In 1993, they were blessed with the birth of their son, Gunnar, and “the naïve and immature college dropout was now beginning to grow up,” he said of himself.

Knudtson’s banking career continued to flourish with Bank of America, and he attended several top-level banking schools.

Jay Knudtson refers to his college completion journey as “Project Git ‘Er Done,” which he will complete when he walks across the stage during commencement ceremonies Dec. 15.

“But perhaps even more important to my growth was my commitment to community involvement,” he said.

He became involved in the Cape Girardeau Chamber of Commerce, the Cape Girardeau Parks & Recreation Board, the Noon Lions Club, the Elks Club, the SoutheastHEALTH System Board and the Cape Girardeau Area Magnet Board.

“This was an area I felt comfortable in and even felt as if I had somewhat of a calling,” he said.

In April 2002, he was elected Cape Girardeau mayor and, in 2006, he was reelected for a final four-year term, serving until 2010 when term limits prevented him from seeking re-election.

“It didn’t take long for my life to take on a whole new perspective serving as Cape’s mayor,” he said.

During his tenure, he worked tirelessly with the University, the city and the state of Missouri, ultimately leading to the creation of the River Campus, home of Southeast’s Holland College of Arts and Media.

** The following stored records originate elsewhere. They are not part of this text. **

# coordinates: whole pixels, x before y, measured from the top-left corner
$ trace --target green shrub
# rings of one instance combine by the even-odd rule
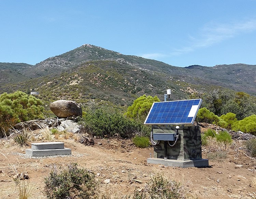
[[[201,136],[202,145],[205,146],[207,144],[207,138],[209,137],[214,138],[217,142],[223,142],[226,144],[232,142],[232,136],[227,131],[221,131],[218,134],[214,130],[209,128]]]
[[[180,183],[169,180],[161,175],[152,179],[147,189],[136,191],[133,199],[186,199],[186,190]]]
[[[217,142],[224,142],[225,144],[232,142],[232,136],[228,133],[225,131],[221,131],[216,135],[216,140]]]
[[[256,135],[256,115],[252,115],[234,122],[232,128],[233,131],[241,131]]]
[[[221,120],[223,121],[223,123],[225,124],[225,125],[220,122]],[[229,112],[221,116],[218,125],[223,128],[230,129],[231,129],[233,124],[237,120],[237,119],[236,118],[236,114],[233,113]]]
[[[132,105],[128,107],[125,114],[129,118],[144,122],[153,103],[160,101],[156,96],[153,97],[143,95],[134,101]]]
[[[90,108],[85,112],[81,123],[85,131],[94,136],[131,138],[135,135],[145,135],[150,132],[148,127],[109,107]]]
[[[205,136],[207,137],[210,136],[212,138],[216,137],[216,132],[215,130],[210,128],[208,129],[206,132],[204,133]]]
[[[20,148],[21,148],[23,146],[29,146],[32,136],[31,132],[26,129],[20,131],[16,130],[12,139],[18,144]]]
[[[145,148],[150,144],[149,138],[145,136],[136,135],[132,139],[132,141],[136,147],[140,148]]]
[[[219,120],[219,117],[206,108],[202,108],[198,110],[197,115],[197,121],[199,122],[217,123]]]
[[[256,157],[256,139],[247,140],[245,142],[245,144],[251,156]]]
[[[11,126],[21,121],[43,117],[41,101],[32,95],[18,91],[0,95],[0,137],[8,133]]]
[[[217,124],[218,126],[224,128],[229,129],[228,128],[228,123],[220,118],[219,119],[219,120],[218,122],[217,123],[213,122],[213,123],[215,124]]]
[[[77,163],[68,165],[67,169],[56,168],[45,178],[44,193],[49,199],[88,199],[94,195],[96,183],[94,174],[77,168]]]
[[[224,159],[227,157],[227,152],[225,151],[211,152],[207,154],[207,158],[211,159]]]

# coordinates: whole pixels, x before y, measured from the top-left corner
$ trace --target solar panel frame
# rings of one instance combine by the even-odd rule
[[[144,124],[192,125],[202,102],[201,99],[196,99],[154,102]]]

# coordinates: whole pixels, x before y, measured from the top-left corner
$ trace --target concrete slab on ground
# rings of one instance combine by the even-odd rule
[[[26,153],[31,156],[47,156],[61,155],[70,155],[71,149],[68,148],[55,149],[35,150],[32,149],[26,149]]]
[[[35,150],[64,149],[64,142],[38,142],[31,143],[31,148]]]
[[[148,163],[160,164],[168,167],[201,167],[209,166],[209,160],[202,159],[195,160],[179,159],[165,159],[160,158],[151,158],[147,159]]]

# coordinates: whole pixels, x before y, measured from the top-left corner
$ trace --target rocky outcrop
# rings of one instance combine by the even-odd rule
[[[82,108],[74,101],[60,99],[51,103],[49,107],[53,113],[59,118],[82,116]]]
[[[83,132],[83,126],[77,123],[77,118],[69,117],[67,119],[49,118],[37,119],[26,122],[20,122],[14,126],[15,129],[22,130],[28,129],[31,131],[41,128],[42,124],[50,128],[56,128],[59,132],[66,131],[73,133],[78,133]]]

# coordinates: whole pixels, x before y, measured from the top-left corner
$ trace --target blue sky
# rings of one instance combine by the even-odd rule
[[[256,0],[0,0],[0,62],[85,44],[184,67],[256,64]]]

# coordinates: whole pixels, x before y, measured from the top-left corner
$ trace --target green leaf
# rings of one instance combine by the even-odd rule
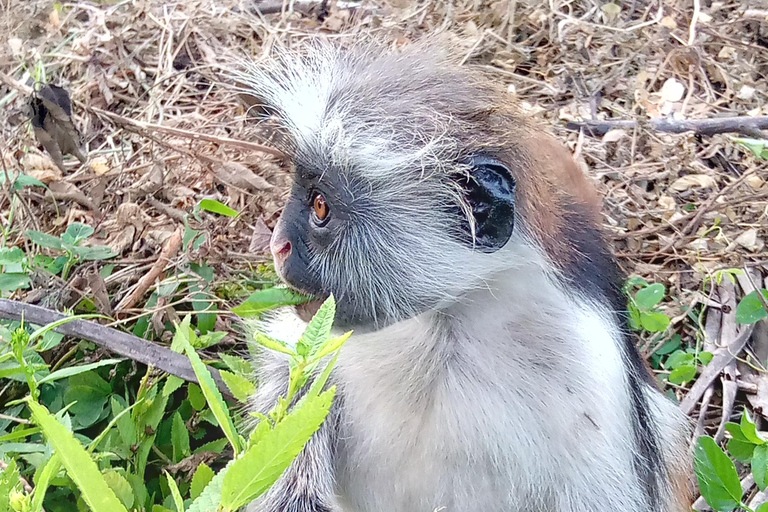
[[[763,139],[748,139],[743,137],[731,137],[731,140],[737,142],[750,150],[755,157],[761,160],[768,160],[768,141]]]
[[[190,382],[189,386],[187,386],[187,397],[194,410],[199,412],[205,409],[205,395],[203,395],[203,390],[194,382]]]
[[[39,245],[40,247],[47,247],[49,249],[58,249],[59,251],[64,249],[64,247],[61,245],[61,238],[57,236],[49,235],[48,233],[43,233],[42,231],[28,229],[27,237],[30,240],[32,240],[32,242]]]
[[[20,485],[19,468],[15,460],[11,460],[8,467],[0,472],[0,510],[11,510],[11,491]]]
[[[640,325],[649,332],[663,332],[667,330],[672,322],[670,318],[661,312],[640,313]]]
[[[251,375],[253,373],[253,366],[246,359],[242,357],[232,356],[222,352],[219,354],[221,360],[226,364],[230,370],[240,375]]]
[[[245,377],[226,370],[220,370],[219,373],[232,395],[241,402],[247,402],[248,398],[256,392],[256,386]]]
[[[101,366],[112,366],[121,361],[123,361],[123,359],[105,359],[97,363],[90,363],[90,364],[83,364],[80,366],[70,366],[69,368],[62,368],[60,370],[56,370],[55,372],[46,375],[45,377],[37,381],[37,383],[43,384],[45,382],[53,382],[59,379],[64,379],[66,377],[72,377],[80,373],[89,372]]]
[[[117,256],[112,249],[106,245],[94,245],[92,247],[73,247],[72,252],[83,261],[108,260]]]
[[[664,298],[664,294],[667,292],[664,285],[661,283],[655,283],[641,290],[635,294],[635,303],[637,307],[644,311],[650,311]]]
[[[48,492],[51,480],[59,473],[60,469],[61,461],[56,454],[53,454],[35,472],[35,492],[32,495],[32,510],[34,512],[41,512],[43,510],[45,494]],[[2,489],[0,489],[0,494],[2,494]],[[0,507],[0,510],[3,510],[2,507]]]
[[[709,506],[723,512],[738,507],[741,482],[731,459],[709,436],[699,438],[694,454],[699,490]]]
[[[179,462],[192,453],[189,449],[189,431],[178,411],[174,413],[171,423],[171,444],[174,462]]]
[[[108,469],[102,474],[104,476],[104,481],[107,482],[109,488],[115,493],[117,499],[125,505],[125,508],[130,509],[133,507],[133,488],[128,480],[114,469]]]
[[[309,321],[304,334],[301,335],[301,340],[304,340],[313,348],[327,340],[331,334],[335,315],[336,301],[333,295],[331,295],[323,302],[323,305],[317,310],[312,320]]]
[[[240,215],[237,211],[215,199],[203,199],[200,201],[200,209],[211,213],[218,213],[225,217],[237,217]]]
[[[221,504],[236,510],[266,492],[325,421],[336,388],[306,400],[236,459],[224,477]]]
[[[664,362],[664,367],[667,370],[674,370],[678,366],[693,364],[695,360],[696,358],[693,354],[690,354],[684,350],[678,350],[677,352],[670,354],[670,356]]]
[[[165,386],[163,386],[163,394],[165,396],[171,396],[174,391],[184,385],[184,379],[175,375],[169,375],[165,380]]]
[[[136,444],[139,440],[136,425],[134,425],[133,419],[130,416],[123,414],[127,410],[126,407],[114,396],[110,400],[110,405],[112,406],[112,415],[117,417],[115,424],[123,442],[128,446]],[[121,416],[121,414],[123,415]]]
[[[45,183],[38,180],[37,178],[34,178],[32,176],[29,176],[27,174],[19,174],[16,177],[16,181],[13,182],[13,187],[16,190],[20,190],[24,187],[45,187],[48,188]]]
[[[192,477],[192,482],[189,485],[189,497],[193,500],[197,499],[205,490],[205,487],[213,480],[215,473],[209,468],[205,462],[201,462],[195,470],[195,475]]]
[[[192,369],[197,376],[205,400],[208,402],[208,407],[210,407],[211,412],[213,412],[213,415],[219,422],[219,426],[224,431],[224,435],[227,439],[229,439],[229,443],[235,451],[235,456],[237,456],[242,449],[240,446],[240,438],[237,435],[234,423],[232,423],[232,417],[229,415],[227,404],[224,402],[221,393],[219,393],[219,390],[216,388],[216,383],[213,381],[211,373],[200,360],[200,356],[197,355],[197,352],[195,352],[195,349],[192,348],[192,345],[189,342],[189,322],[190,317],[187,315],[176,328],[173,342],[181,345],[187,353],[187,357],[192,363]]]
[[[693,380],[694,377],[696,377],[696,367],[692,364],[684,364],[672,370],[669,374],[669,382],[681,385]]]
[[[200,496],[189,506],[187,512],[218,512],[220,510],[221,486],[234,462],[234,460],[230,460],[224,469],[216,473],[216,476],[208,483]]]
[[[265,311],[283,306],[298,306],[311,300],[311,297],[302,295],[290,288],[267,288],[248,297],[245,302],[232,308],[232,312],[241,318],[258,317]]]
[[[266,347],[270,350],[274,350],[275,352],[281,352],[283,354],[288,354],[290,356],[294,355],[294,352],[293,350],[291,350],[291,347],[289,347],[288,345],[286,345],[280,340],[270,338],[266,334],[261,334],[260,332],[257,332],[254,340],[259,345]]]
[[[29,275],[21,273],[0,274],[0,291],[15,292],[26,290],[30,285]]]
[[[757,487],[764,491],[768,487],[768,445],[763,444],[755,448],[755,454],[752,456],[752,475]]]
[[[741,415],[739,427],[741,427],[741,433],[744,435],[747,441],[757,445],[765,444],[763,438],[761,438],[757,433],[757,425],[755,425],[752,419],[749,417],[749,412],[747,412],[746,407],[744,408],[744,412]]]
[[[24,261],[24,251],[18,247],[0,248],[0,266],[17,265]]]
[[[655,354],[659,356],[671,354],[675,350],[679,349],[682,343],[683,343],[683,337],[680,336],[679,334],[675,334],[674,336],[672,336],[672,338],[670,338],[668,342],[662,345],[661,348],[655,352]]]
[[[67,230],[61,235],[61,240],[65,244],[77,245],[86,238],[90,237],[95,230],[86,224],[73,222],[67,226]]]
[[[758,291],[763,295],[763,299],[768,302],[768,290],[755,290],[741,299],[736,306],[736,321],[740,324],[754,324],[755,322],[768,317],[768,311],[765,310]]]
[[[181,498],[181,493],[179,492],[179,486],[176,485],[176,480],[174,480],[167,471],[165,471],[165,477],[168,479],[168,487],[171,489],[171,496],[173,496],[173,504],[176,505],[176,512],[184,512],[184,500]]]
[[[93,512],[127,512],[115,493],[104,481],[96,463],[75,436],[59,423],[48,409],[30,400],[27,402],[35,423],[56,450],[69,477],[82,493],[81,496]]]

Also in 2002, he and a business partner founded First Missouri State Bank, leaving the “Big Bank World” behind for the smaller, friendlier “Community Banking World.” There, he continues to serve as executive vice president and a founding board member.

In 2013, Knudtson was appointed to the Southeast Board of Regents, where he also served as Board president from 2015-2017.

“I’m extremely humbled and honored to serve with such dedicated and capable Regents who work tirelessly to promote, lead and provide a vision for continued success for Southeast Missouri State into the future,” he said.

Although he is proud of his many achievements, the absence of a college degree still tugs at him, he said. On several occasions, he notes, he has been asked to speak to Southeast classes when, invariably an inquisitive student will ask where he graduated from college.

“It is that moment that I don’t ever want to feel or be in again,” he said.

Knudtson will present the address at Southeast’s 2 p.m. commencement ceremony Dec. 15 in the Show Me Center. The ceremony takes on special significance for him. He will speak to the graduating class from the heart, as a fellow graduate, having completed a similar journey as his classmates, celebrating their collective “Will to Do,” feeling the same exhilaration in a job well done and dreaming about the prospects for a bright future.